Will upgrade India rating if overall deficit drops under 7% of GDP: S&P
India’s sovereign credit rating could be upgraded if the fiscal deficit narrows “meaningfully” to bring the country’s overall general government deficit to under 7% of GDP, a top official at S&P Global Ratings said on Tuesday.
S&P Global had raised its rating outlook for the country to ‘positive’ earlier this year, based on a view that continued policy stability, deepening economic reforms, and high infrastructure investments would sustain the economy’s growth prospects.
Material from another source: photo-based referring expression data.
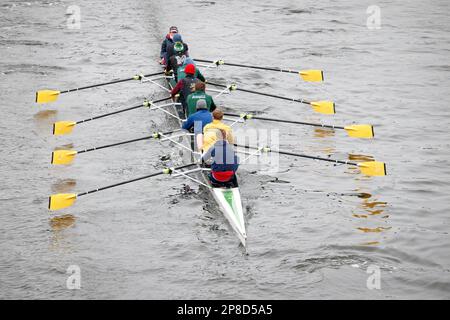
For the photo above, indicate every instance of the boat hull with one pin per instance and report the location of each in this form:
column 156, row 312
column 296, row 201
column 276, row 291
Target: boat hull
column 228, row 199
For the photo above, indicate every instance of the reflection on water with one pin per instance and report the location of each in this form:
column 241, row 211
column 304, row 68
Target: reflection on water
column 360, row 157
column 323, row 133
column 59, row 225
column 44, row 121
column 377, row 229
column 62, row 222
column 63, row 185
column 64, row 147
column 370, row 243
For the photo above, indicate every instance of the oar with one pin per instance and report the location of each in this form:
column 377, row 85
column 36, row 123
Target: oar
column 67, row 156
column 65, row 127
column 306, row 75
column 325, row 107
column 354, row 131
column 370, row 168
column 45, row 96
column 64, row 200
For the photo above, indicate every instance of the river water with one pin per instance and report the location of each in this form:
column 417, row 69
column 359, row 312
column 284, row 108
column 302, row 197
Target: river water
column 315, row 230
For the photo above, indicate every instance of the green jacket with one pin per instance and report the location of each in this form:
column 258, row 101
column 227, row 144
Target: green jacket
column 181, row 74
column 194, row 97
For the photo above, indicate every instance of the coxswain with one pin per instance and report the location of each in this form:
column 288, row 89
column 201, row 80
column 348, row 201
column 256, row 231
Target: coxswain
column 177, row 60
column 224, row 161
column 185, row 86
column 197, row 95
column 170, row 47
column 210, row 131
column 168, row 40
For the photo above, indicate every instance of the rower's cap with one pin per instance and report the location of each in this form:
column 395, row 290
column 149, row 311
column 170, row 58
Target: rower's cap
column 177, row 37
column 190, row 69
column 201, row 104
column 178, row 47
column 189, row 60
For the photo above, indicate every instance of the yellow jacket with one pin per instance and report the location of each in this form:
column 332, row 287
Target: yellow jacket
column 210, row 133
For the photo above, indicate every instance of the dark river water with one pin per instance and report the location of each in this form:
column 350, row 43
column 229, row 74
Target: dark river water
column 314, row 229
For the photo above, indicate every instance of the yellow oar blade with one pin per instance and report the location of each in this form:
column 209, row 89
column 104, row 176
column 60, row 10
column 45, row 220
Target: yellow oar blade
column 63, row 127
column 360, row 131
column 311, row 75
column 373, row 168
column 45, row 96
column 63, row 156
column 325, row 107
column 61, row 200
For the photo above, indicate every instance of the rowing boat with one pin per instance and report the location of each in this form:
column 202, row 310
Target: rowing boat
column 228, row 200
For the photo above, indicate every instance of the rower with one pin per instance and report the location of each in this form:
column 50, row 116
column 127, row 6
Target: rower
column 197, row 121
column 224, row 162
column 168, row 40
column 198, row 95
column 210, row 131
column 181, row 70
column 185, row 86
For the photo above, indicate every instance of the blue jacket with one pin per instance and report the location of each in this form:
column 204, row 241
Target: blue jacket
column 198, row 121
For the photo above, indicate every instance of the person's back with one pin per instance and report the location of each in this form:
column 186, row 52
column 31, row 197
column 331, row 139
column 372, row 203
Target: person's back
column 224, row 161
column 185, row 86
column 199, row 119
column 197, row 95
column 166, row 43
column 210, row 131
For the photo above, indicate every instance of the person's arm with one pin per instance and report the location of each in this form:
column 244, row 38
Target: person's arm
column 200, row 76
column 163, row 49
column 177, row 88
column 213, row 105
column 209, row 154
column 230, row 137
column 187, row 125
column 169, row 66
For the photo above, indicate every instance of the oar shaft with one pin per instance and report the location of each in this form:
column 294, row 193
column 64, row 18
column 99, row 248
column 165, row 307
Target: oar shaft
column 108, row 83
column 250, row 66
column 300, row 155
column 263, row 94
column 287, row 121
column 130, row 181
column 119, row 111
column 123, row 142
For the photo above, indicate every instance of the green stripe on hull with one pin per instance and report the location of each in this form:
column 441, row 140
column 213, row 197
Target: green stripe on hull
column 228, row 195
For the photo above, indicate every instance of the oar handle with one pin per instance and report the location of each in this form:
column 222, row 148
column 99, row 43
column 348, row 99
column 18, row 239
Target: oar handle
column 262, row 93
column 132, row 180
column 120, row 111
column 110, row 82
column 284, row 121
column 249, row 66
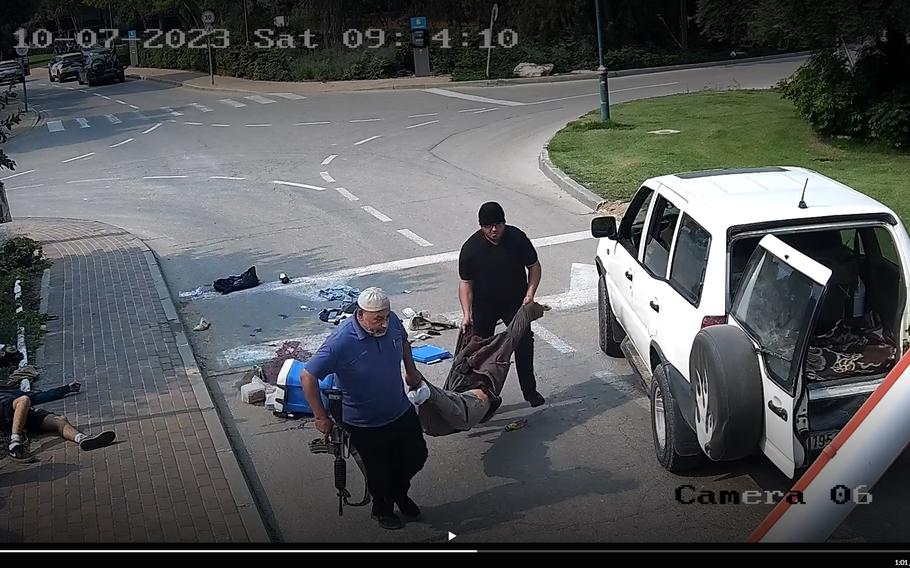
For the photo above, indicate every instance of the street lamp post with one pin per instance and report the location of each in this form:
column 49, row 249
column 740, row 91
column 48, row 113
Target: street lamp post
column 604, row 86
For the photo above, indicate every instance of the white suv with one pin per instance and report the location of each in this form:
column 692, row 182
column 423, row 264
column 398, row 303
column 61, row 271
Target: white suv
column 760, row 306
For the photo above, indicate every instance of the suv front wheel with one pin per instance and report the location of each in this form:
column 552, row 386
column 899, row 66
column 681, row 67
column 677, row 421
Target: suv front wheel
column 609, row 342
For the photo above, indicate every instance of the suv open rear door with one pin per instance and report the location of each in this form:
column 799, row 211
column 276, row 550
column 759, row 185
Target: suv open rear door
column 776, row 304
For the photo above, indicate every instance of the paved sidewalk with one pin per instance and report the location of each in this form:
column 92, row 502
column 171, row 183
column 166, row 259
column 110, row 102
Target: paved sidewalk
column 171, row 476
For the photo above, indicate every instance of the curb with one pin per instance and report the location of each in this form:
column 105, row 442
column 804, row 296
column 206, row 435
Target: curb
column 240, row 490
column 565, row 183
column 509, row 81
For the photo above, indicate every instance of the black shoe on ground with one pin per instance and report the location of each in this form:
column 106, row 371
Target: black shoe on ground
column 97, row 441
column 408, row 508
column 19, row 452
column 390, row 522
column 535, row 399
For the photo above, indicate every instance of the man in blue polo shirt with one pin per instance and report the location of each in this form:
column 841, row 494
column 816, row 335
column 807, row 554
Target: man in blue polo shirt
column 366, row 353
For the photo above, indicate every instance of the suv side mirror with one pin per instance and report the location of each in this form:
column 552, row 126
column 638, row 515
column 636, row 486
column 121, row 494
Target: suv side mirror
column 603, row 227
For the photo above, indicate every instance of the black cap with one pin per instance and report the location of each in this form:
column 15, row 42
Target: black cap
column 491, row 213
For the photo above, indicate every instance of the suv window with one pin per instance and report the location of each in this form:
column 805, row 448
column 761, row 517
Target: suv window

“We see a lot of promise in India’s economic growth story, even amid a somewhat challenging global economic growth outlook,” said Andrew Wood, director, sovereigns and international public finance for Asia-Pacific at the rating major. “Looking ahead, we could raise the ratings if India’s fiscal deficits narrow meaningfully, such that the net general government deficit falls below 7% of GDP on a structural basis,” he added.
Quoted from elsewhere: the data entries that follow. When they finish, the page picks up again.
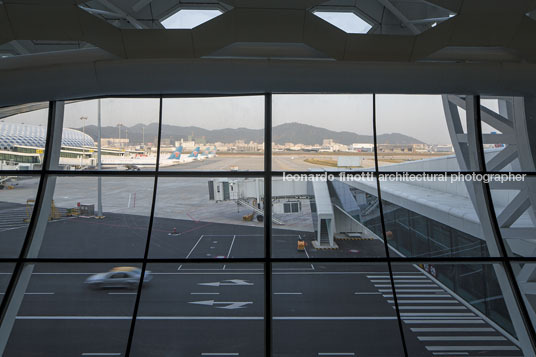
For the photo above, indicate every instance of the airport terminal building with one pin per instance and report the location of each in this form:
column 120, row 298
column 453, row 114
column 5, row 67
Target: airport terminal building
column 358, row 178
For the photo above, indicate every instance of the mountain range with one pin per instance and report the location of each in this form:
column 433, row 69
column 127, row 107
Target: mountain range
column 296, row 133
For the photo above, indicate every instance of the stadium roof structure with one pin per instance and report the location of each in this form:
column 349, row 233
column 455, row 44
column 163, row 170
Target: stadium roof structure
column 14, row 134
column 100, row 46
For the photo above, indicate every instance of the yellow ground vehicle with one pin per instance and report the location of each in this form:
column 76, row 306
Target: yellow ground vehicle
column 301, row 245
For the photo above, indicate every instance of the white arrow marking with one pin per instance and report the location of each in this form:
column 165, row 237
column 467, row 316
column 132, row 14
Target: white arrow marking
column 234, row 282
column 231, row 305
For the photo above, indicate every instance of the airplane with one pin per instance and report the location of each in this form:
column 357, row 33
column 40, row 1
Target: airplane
column 194, row 155
column 212, row 153
column 205, row 154
column 176, row 155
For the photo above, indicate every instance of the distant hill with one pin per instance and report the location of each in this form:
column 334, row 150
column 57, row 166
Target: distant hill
column 296, row 133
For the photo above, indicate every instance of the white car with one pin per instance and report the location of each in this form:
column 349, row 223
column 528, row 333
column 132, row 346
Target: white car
column 118, row 277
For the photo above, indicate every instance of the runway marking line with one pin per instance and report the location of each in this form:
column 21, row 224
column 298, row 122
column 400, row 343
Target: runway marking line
column 191, row 251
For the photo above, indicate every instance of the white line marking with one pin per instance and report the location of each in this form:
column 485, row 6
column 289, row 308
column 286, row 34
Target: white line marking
column 231, row 247
column 424, row 301
column 461, row 307
column 401, row 281
column 348, row 318
column 397, row 276
column 417, row 295
column 199, row 240
column 437, row 314
column 461, row 338
column 406, row 285
column 140, row 317
column 443, row 321
column 441, row 318
column 412, row 290
column 452, row 329
column 472, row 348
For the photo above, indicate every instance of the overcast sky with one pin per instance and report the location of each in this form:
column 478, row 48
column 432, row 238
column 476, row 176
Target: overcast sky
column 419, row 116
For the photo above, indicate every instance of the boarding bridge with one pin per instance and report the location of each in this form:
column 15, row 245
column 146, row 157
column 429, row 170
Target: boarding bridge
column 325, row 219
column 243, row 191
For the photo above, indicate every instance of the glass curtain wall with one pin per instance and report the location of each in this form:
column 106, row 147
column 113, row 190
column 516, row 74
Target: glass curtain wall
column 265, row 225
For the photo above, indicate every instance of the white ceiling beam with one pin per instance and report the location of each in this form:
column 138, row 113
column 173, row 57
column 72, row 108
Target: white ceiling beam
column 399, row 15
column 121, row 12
column 140, row 5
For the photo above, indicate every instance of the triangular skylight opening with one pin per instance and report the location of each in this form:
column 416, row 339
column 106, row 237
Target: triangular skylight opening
column 190, row 18
column 349, row 22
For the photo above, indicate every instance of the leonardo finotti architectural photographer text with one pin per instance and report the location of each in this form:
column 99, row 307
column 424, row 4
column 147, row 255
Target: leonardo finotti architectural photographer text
column 407, row 177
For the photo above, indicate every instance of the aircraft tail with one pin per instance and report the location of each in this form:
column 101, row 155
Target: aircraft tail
column 176, row 155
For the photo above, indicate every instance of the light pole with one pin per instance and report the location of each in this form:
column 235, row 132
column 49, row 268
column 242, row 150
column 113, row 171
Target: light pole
column 99, row 162
column 83, row 119
column 119, row 130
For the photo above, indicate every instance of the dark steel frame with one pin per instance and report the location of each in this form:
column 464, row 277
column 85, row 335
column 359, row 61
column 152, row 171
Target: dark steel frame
column 267, row 260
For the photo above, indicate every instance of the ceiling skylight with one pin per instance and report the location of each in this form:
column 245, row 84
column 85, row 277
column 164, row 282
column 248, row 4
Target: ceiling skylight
column 349, row 22
column 189, row 18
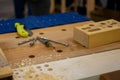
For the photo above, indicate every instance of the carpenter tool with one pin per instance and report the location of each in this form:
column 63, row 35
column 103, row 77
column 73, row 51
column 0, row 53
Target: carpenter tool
column 23, row 30
column 46, row 42
column 33, row 42
column 26, row 41
column 59, row 42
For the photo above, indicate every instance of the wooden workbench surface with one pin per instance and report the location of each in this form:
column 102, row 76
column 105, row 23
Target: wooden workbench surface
column 24, row 55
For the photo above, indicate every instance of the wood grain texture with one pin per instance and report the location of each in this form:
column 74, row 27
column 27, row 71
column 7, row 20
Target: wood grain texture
column 19, row 55
column 98, row 34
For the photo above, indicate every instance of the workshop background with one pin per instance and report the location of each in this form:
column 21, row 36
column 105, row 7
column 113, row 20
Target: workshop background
column 100, row 12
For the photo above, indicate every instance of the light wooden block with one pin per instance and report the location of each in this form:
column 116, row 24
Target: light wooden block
column 97, row 34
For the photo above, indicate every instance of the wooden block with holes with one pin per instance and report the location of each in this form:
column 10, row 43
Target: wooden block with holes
column 97, row 33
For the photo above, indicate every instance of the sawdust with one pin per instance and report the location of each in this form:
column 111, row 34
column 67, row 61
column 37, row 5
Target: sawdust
column 41, row 76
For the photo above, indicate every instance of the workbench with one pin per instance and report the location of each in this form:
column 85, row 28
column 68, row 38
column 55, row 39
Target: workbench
column 24, row 55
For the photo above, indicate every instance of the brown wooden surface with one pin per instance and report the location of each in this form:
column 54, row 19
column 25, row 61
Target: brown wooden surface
column 19, row 55
column 111, row 76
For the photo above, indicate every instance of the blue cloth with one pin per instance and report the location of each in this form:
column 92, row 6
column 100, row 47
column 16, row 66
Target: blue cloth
column 33, row 22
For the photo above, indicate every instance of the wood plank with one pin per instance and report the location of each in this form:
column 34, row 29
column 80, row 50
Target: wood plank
column 19, row 55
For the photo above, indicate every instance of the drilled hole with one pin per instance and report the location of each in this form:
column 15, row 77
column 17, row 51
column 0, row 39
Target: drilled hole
column 31, row 56
column 59, row 51
column 64, row 30
column 41, row 33
column 92, row 30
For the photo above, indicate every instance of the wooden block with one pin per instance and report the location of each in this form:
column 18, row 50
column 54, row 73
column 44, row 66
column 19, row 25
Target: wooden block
column 5, row 72
column 97, row 34
column 111, row 76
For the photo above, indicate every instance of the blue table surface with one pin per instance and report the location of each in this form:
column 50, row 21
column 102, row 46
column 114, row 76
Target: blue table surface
column 34, row 22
Terming the central government’s lower fiscal deficit target of 4.9% of GDP for 2024-25 as “good news at the margin”, Mr. Wood noted that the general government deficit, which includes State governments’ deficits, is likely to remain above 7% of GDP “at least” for the current year. “The trajectory for this metric over the next few years will remain an important one for the directionality of India’s ratings,” he underlined.